Prenatal immunologic predictors of postpartum depressive symptoms: a prospective study for potential diagnostic markers

In postpartum depression (PPD), immunologic changes have been proposed to be involved in the disease pathology. The study evaluates the regulation of the innate and adaptive immune response over the course of late pregnancy and postpartum period and their association with the development of postpartum depressive symptoms. Furthermore, prenatal immunologic markers for a PPD were investigated. Hundred pregnant women were included. At 34th and 38th week of pregnancy as well as 2 days, 7 weeks and 6 months postpartum, immune parameters (neopterin, regulatory T cells, CXCR1, CCR2, MNP1 and CD11a) were measured by flow cytometry/ELISA, and the psychopathology was evaluated.
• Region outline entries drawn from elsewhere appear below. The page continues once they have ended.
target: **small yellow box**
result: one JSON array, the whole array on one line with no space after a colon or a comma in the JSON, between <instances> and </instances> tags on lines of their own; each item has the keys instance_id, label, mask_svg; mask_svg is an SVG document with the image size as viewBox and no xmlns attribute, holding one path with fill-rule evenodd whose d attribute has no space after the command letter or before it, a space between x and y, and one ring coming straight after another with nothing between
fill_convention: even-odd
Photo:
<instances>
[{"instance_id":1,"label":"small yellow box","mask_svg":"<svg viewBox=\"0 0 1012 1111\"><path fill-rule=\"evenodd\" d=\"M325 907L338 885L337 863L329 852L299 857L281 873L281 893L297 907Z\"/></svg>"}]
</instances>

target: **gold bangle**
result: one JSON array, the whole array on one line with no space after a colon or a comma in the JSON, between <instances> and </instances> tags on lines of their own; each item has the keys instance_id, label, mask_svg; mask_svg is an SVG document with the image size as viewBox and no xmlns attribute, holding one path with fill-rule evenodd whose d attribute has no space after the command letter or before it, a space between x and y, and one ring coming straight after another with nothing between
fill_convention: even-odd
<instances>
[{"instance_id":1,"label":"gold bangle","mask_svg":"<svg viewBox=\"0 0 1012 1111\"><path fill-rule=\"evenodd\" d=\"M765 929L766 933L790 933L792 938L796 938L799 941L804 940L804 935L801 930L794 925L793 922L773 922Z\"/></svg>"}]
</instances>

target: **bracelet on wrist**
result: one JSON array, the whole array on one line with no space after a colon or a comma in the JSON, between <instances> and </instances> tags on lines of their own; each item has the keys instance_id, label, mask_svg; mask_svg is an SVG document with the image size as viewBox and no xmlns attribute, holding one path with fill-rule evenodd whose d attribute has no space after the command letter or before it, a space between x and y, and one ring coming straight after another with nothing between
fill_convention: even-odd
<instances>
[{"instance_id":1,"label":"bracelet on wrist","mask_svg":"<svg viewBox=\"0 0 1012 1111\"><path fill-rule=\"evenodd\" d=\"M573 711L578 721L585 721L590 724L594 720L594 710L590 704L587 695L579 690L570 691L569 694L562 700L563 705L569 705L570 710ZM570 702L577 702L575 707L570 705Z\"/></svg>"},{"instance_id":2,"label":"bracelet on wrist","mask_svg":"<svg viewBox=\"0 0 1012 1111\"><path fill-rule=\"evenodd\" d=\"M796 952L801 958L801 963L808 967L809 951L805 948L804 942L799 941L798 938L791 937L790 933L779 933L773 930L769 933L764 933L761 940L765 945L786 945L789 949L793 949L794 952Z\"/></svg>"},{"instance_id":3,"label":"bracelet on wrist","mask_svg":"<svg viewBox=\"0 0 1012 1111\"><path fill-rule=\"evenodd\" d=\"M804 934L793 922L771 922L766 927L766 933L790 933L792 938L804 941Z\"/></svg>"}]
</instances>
We found that regulatory T cells were significantly increased prenatal (p = 0.011) and postnatal (p = 0.01) in mothers with postnatal depressive symptoms. The decrease in CXCR 1 after delivery was significantly higher in mother with postnatal depressive symptoms (p = 0.032). Mothers with postnatal depressive symptoms showed already prenatal significantly elevated neopterin levels (p = 0.049). Finally, regulatory T cells in pregnancy strongly predict postnatal depressive symptoms (p = 0.004). The present study revealed that prenatal and postnatal immunologic parameters are associated with postpartum depressive symptoms in mothers. In addition, we found immune markers that could eventually be the base for a biomarker set that predicts postnatal depressive symptoms already during pregnancy.